On voit d’ailleurs se développer une forme de nostalgie. Les gens ont tendance à se réfugier dans le passé, à vouloir retrouver des périodes où ils ont le sentiment que les choses allaient mieux. Les Trente Glorieuses, les années 80… Le vintage est une des grandes tendances que nous identifions. Les Français veulent retrouver des objets qu’ils ont connus il y a longtemps, ou que leurs parents ont connus, et qu’ils remettent au goût du jour. Il y a un aspect presque magique, à la façon d’un talisman. Avec ces objets qui ont traversé le temps, on se sent plus fort, on se rassure.

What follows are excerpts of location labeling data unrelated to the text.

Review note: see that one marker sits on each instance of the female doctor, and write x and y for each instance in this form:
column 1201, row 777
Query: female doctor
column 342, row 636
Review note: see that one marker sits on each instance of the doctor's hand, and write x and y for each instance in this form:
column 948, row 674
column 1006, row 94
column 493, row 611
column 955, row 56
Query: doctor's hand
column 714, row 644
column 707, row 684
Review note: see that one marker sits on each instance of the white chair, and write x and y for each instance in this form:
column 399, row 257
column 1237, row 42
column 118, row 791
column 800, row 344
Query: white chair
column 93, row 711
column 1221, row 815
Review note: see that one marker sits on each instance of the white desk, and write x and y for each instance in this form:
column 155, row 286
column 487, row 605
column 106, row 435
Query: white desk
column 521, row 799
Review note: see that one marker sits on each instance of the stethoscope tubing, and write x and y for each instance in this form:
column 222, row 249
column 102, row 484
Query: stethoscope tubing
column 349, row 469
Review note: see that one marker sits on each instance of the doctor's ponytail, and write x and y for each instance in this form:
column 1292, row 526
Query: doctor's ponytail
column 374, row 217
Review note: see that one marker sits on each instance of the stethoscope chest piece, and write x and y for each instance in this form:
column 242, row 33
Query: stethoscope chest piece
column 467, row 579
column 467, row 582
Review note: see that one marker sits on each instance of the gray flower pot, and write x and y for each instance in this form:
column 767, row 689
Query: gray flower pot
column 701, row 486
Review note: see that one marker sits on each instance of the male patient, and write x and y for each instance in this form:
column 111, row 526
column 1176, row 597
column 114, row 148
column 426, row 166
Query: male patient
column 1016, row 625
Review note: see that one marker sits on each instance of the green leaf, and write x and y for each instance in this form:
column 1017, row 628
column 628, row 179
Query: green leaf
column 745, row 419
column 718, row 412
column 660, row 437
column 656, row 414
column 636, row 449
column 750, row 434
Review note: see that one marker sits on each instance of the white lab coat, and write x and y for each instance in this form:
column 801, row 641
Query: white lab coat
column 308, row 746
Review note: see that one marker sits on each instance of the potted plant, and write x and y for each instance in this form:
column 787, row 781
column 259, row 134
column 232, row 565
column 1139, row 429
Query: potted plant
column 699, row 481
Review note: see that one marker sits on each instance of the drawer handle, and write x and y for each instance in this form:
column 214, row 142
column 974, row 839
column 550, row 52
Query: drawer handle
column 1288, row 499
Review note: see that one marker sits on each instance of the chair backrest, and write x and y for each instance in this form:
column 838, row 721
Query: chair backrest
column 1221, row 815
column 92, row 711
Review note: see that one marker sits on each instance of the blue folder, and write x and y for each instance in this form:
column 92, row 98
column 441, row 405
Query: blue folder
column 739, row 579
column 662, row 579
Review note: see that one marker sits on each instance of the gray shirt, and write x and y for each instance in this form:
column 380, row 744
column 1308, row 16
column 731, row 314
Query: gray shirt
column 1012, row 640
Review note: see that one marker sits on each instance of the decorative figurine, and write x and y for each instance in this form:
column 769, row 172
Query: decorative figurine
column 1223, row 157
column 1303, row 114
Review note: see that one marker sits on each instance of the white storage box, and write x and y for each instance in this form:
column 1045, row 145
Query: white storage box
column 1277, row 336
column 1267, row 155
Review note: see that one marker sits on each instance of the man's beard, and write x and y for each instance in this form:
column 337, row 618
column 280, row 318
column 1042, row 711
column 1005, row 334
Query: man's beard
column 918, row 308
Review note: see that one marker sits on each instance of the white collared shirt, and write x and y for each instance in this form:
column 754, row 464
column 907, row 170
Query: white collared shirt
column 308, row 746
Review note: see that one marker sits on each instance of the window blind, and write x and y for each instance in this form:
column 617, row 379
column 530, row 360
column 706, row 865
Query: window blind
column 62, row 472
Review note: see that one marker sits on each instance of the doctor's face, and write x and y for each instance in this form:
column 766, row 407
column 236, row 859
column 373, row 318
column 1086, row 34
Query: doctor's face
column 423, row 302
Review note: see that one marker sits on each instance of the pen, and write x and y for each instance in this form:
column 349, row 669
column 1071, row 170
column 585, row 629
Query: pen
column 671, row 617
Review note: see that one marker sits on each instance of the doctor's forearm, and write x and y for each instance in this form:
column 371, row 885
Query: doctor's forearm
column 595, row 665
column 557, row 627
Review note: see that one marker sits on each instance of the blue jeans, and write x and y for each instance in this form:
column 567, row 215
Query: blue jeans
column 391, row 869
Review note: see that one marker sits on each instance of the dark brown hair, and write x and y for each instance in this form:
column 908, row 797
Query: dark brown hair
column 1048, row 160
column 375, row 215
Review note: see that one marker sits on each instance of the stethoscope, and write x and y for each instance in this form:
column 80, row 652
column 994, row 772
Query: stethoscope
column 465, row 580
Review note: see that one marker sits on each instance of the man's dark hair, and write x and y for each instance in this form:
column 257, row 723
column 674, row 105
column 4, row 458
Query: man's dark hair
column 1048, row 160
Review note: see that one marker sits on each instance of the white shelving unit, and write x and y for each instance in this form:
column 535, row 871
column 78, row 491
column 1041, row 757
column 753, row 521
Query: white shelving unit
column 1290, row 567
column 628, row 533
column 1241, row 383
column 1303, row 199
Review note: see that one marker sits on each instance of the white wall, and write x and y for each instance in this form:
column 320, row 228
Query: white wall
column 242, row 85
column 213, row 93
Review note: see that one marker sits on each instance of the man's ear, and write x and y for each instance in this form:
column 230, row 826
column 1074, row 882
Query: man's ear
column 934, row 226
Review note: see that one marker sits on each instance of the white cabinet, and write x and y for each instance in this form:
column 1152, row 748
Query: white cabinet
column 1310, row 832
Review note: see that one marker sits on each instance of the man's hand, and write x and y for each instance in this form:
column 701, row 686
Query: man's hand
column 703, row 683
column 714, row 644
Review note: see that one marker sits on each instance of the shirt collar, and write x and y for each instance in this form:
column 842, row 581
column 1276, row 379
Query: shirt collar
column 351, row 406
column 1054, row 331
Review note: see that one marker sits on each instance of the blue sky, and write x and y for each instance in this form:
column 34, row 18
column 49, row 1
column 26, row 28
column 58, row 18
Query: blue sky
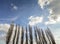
column 43, row 13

Les consommateurs attendent aussi des marques qu’elles les rassurent ?
Les consommateurs sont en quête de sécurité, de simplicité, de repères… Dans une de nos études en 2022, 58 % des Français disaient faire attention au Nutriscore lorsqu’ils achètent des produits alimentaires. Cela reste une déclaration d’intention, mais cela montre qu’ils sont en attente de ce type d’outils qui remettent des repères dans la consommation.

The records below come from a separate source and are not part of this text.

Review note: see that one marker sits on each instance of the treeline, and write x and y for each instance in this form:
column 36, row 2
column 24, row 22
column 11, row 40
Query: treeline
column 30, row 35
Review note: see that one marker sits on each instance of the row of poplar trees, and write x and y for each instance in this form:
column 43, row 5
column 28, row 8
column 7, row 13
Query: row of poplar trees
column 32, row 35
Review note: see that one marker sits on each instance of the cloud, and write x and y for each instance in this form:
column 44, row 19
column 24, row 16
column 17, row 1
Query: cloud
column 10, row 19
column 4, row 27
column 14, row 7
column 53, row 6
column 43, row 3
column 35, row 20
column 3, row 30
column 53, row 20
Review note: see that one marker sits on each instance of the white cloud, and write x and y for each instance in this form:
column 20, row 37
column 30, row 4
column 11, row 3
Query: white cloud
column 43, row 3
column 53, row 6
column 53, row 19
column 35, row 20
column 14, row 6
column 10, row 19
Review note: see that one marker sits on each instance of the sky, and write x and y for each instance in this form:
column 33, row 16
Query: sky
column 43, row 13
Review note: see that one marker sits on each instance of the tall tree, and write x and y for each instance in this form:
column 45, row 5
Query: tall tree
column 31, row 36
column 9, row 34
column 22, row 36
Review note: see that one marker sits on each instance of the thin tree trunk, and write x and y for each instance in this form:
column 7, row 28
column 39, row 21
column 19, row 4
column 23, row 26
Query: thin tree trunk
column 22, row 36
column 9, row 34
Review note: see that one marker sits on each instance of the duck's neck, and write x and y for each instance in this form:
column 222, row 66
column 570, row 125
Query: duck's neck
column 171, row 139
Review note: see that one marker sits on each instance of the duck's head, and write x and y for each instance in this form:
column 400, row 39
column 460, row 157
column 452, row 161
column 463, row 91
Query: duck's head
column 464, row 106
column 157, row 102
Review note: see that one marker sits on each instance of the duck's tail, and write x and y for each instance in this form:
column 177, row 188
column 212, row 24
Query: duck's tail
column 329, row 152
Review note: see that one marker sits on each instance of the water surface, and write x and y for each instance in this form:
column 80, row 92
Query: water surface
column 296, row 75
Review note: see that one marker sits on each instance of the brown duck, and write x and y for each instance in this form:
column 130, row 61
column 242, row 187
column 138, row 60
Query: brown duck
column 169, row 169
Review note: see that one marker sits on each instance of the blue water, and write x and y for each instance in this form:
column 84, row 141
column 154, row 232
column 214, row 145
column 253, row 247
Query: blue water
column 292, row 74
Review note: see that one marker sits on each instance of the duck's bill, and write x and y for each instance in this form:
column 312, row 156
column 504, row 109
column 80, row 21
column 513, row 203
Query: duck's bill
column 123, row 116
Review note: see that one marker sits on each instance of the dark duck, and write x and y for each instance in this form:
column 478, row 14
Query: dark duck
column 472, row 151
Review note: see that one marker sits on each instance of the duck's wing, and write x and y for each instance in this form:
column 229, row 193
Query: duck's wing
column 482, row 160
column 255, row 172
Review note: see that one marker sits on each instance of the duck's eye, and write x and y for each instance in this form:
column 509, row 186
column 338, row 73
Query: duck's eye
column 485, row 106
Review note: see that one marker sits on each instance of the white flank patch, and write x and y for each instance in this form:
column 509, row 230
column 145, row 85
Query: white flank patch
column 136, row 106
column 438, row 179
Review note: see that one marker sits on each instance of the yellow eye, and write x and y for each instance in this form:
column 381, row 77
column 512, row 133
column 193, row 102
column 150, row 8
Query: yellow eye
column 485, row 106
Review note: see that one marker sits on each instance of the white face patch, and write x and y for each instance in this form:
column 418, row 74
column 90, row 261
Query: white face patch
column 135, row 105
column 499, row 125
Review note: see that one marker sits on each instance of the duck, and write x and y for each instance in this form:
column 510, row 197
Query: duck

Si je prends le domaine bancaire, les clients ne veulent pas qu’on leur promette des rendements incroyables ou des innovations financières. Ils veulent des placements ou des solutions qui ont fait leurs preuves, qui les rassurent. Ils peuvent même se méfier de produits qu’on leur présente comme innovants car ils soupçonnent que l’on cherche à leur faire payer plus cher sans réelle raison.
Globalement, je dirais que les consommateurs attendent de la familiarité avec les marques. C’est-à-dire une relation qui ne soit pas lointaine, impersonnelle, globale, mais bien à l’échelle humaine.

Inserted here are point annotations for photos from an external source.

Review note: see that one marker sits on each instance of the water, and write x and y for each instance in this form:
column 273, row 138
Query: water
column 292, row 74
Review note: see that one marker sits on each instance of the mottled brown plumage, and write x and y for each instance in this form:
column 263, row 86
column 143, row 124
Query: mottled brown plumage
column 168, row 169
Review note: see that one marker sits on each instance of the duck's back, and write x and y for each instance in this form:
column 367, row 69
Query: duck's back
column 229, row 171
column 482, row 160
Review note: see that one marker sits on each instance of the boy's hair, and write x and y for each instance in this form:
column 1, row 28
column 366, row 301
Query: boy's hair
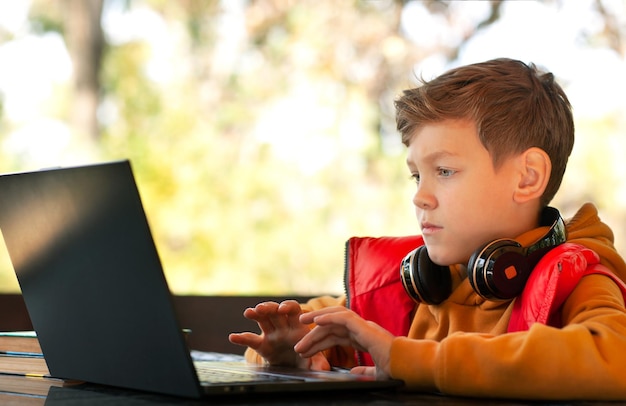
column 513, row 105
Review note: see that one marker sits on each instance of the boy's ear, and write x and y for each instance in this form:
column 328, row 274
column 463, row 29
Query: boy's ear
column 535, row 168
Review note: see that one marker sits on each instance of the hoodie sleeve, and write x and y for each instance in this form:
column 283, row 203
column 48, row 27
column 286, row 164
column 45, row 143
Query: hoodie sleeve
column 583, row 360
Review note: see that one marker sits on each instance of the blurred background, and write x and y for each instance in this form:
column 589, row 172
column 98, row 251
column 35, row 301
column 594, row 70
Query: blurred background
column 262, row 132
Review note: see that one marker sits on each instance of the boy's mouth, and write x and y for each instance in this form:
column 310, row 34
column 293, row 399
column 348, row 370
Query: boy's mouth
column 429, row 228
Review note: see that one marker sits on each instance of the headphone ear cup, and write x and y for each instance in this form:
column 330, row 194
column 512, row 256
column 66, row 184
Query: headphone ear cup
column 424, row 280
column 499, row 270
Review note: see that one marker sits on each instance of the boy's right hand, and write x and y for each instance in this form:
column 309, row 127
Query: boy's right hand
column 281, row 329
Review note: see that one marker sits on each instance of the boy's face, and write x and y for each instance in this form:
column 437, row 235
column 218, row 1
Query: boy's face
column 461, row 201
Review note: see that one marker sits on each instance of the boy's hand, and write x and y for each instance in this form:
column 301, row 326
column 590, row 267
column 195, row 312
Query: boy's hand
column 281, row 329
column 343, row 327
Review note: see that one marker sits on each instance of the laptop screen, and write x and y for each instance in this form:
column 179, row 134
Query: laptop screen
column 84, row 257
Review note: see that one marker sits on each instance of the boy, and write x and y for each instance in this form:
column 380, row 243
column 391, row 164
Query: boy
column 487, row 146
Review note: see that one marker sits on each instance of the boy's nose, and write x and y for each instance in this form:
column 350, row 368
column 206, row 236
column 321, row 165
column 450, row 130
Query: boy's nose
column 423, row 199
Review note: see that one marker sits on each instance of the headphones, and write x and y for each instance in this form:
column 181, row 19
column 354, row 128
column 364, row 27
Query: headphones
column 497, row 271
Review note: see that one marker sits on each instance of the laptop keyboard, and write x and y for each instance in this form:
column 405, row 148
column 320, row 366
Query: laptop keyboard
column 210, row 374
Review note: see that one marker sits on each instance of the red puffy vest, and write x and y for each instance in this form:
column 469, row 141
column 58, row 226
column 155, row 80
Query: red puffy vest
column 375, row 292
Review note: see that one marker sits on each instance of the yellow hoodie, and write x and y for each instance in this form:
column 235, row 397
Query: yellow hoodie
column 460, row 347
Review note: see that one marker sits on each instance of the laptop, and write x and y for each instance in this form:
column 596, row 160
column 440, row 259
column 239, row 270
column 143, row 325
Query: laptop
column 94, row 287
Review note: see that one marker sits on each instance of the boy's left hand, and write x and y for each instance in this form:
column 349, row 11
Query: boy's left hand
column 343, row 327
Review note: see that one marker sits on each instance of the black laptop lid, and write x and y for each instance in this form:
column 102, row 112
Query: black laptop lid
column 92, row 280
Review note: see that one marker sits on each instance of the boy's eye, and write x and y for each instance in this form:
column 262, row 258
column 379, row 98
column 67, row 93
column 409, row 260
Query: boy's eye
column 445, row 172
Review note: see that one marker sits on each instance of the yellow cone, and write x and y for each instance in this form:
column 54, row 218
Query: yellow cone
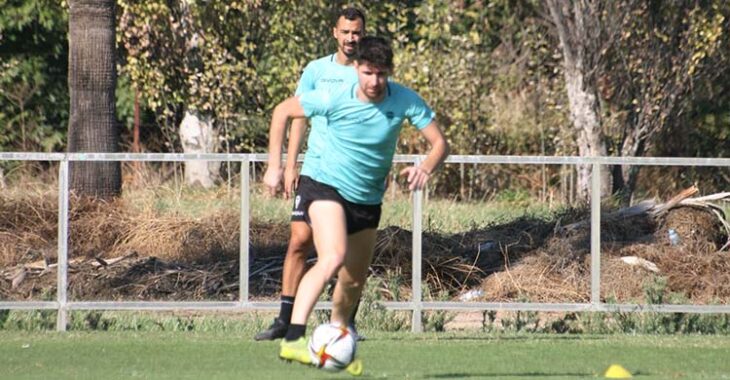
column 615, row 371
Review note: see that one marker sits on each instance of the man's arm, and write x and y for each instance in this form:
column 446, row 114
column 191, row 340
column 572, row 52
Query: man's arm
column 288, row 109
column 296, row 138
column 419, row 175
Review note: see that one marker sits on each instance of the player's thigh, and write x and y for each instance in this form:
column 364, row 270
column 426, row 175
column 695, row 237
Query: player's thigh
column 329, row 227
column 361, row 246
column 301, row 236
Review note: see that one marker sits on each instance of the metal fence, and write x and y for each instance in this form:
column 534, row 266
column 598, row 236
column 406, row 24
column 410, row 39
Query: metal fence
column 416, row 305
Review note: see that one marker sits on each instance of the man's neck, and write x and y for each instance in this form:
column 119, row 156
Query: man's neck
column 342, row 59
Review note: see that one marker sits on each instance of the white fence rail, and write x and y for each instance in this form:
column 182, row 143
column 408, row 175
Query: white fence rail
column 416, row 304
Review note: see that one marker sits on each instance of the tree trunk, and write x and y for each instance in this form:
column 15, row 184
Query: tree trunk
column 577, row 25
column 584, row 115
column 198, row 136
column 92, row 81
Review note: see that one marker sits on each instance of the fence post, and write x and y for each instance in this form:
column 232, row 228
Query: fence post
column 62, row 262
column 243, row 261
column 417, row 297
column 596, row 235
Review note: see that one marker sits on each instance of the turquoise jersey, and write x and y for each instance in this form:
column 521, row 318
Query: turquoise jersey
column 361, row 137
column 321, row 74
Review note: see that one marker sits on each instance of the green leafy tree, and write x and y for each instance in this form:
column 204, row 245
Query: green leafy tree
column 33, row 69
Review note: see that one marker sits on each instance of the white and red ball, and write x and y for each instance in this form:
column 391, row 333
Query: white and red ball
column 332, row 347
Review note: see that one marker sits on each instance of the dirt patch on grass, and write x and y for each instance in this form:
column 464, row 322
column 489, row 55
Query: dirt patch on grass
column 117, row 254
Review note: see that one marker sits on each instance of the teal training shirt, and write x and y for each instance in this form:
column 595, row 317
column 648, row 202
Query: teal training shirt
column 321, row 74
column 361, row 137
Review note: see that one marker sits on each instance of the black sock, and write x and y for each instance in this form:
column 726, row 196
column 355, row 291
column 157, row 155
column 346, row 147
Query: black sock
column 287, row 305
column 295, row 332
column 354, row 313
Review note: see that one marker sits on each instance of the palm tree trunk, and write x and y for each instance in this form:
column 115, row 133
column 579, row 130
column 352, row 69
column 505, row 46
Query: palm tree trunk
column 92, row 80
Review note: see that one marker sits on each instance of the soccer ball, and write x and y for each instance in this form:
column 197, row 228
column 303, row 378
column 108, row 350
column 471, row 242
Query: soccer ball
column 332, row 347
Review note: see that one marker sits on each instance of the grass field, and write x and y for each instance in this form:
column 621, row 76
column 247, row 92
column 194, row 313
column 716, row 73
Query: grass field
column 215, row 355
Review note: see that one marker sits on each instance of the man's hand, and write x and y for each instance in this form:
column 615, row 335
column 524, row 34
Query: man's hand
column 291, row 181
column 417, row 177
column 272, row 179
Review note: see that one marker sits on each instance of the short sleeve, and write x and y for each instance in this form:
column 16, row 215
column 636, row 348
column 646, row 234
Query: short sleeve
column 307, row 80
column 418, row 112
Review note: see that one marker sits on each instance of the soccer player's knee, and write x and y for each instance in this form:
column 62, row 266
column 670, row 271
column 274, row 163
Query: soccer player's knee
column 352, row 285
column 332, row 264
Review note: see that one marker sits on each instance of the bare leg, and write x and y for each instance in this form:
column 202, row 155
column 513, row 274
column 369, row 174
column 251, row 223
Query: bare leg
column 300, row 243
column 352, row 276
column 330, row 239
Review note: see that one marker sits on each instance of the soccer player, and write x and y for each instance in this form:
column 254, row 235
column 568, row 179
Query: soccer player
column 325, row 73
column 341, row 199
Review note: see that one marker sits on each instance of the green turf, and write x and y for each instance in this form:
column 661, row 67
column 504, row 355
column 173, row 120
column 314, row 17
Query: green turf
column 107, row 355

Dans une période d’inflation, peut-on parler d’autres choses aux clients que de prix et de promotions ?
C’est difficile. Une grande partie des Français ont du mal à maîtriser leur budget. Tout au long de 2022, nous avons vu progresser dans nos études la quête systématique de promotions, la recherche de marques distributeurs au détriment des marques nationales, le recours plus fréquent aux cartes de fidélité pour bénéficier d’avantages, le succès de l’occasion car cela permet de payer moins cher, etc. Être en empathie avec les consommateurs, c’est d’abord aujourd’hui les aider à ne pas faire déraper leur budget.
L’empathie, c’est aussi comprendre que les gens ont besoin de sens. Il faut réintroduire du sens à chaque fois que l’on le peut. Quel est le rôle d’une banque, d’un fabricant d’articles de sport, de technologie, etc. ? Quelle est l’utilité d’une marque ? Cela semble être des questions simples, mais c’est précisément ce que les gens veulent savoir.
Quelle marque les consommateurs considèreraient comme proche ?
Une marque qui les aiderait à passer les trois chocs que nous connaissons. Le choc inflationniste : les marques qui sont perçues comme des alliées sont celles qui permettent à leurs consommateurs d’avoir toujours accès aux produits et aux services de leur choix. Le choc climatique : les marques empathiques sont celles qui font en sorte que la consommation responsable ne soit pas réservée aux CSP +. Et le choc digital : avec la numérisation de nos modes de vie qui s’accélère, les gens veulent quand même conserver des points de contact avec des personnes en chair et en os. Au final, une marque véritablement empathique s’engage à maitriser au maximum ses prix, démocratise la transition écologique et, sans rejeter le digital, n’oublie pas l’humain.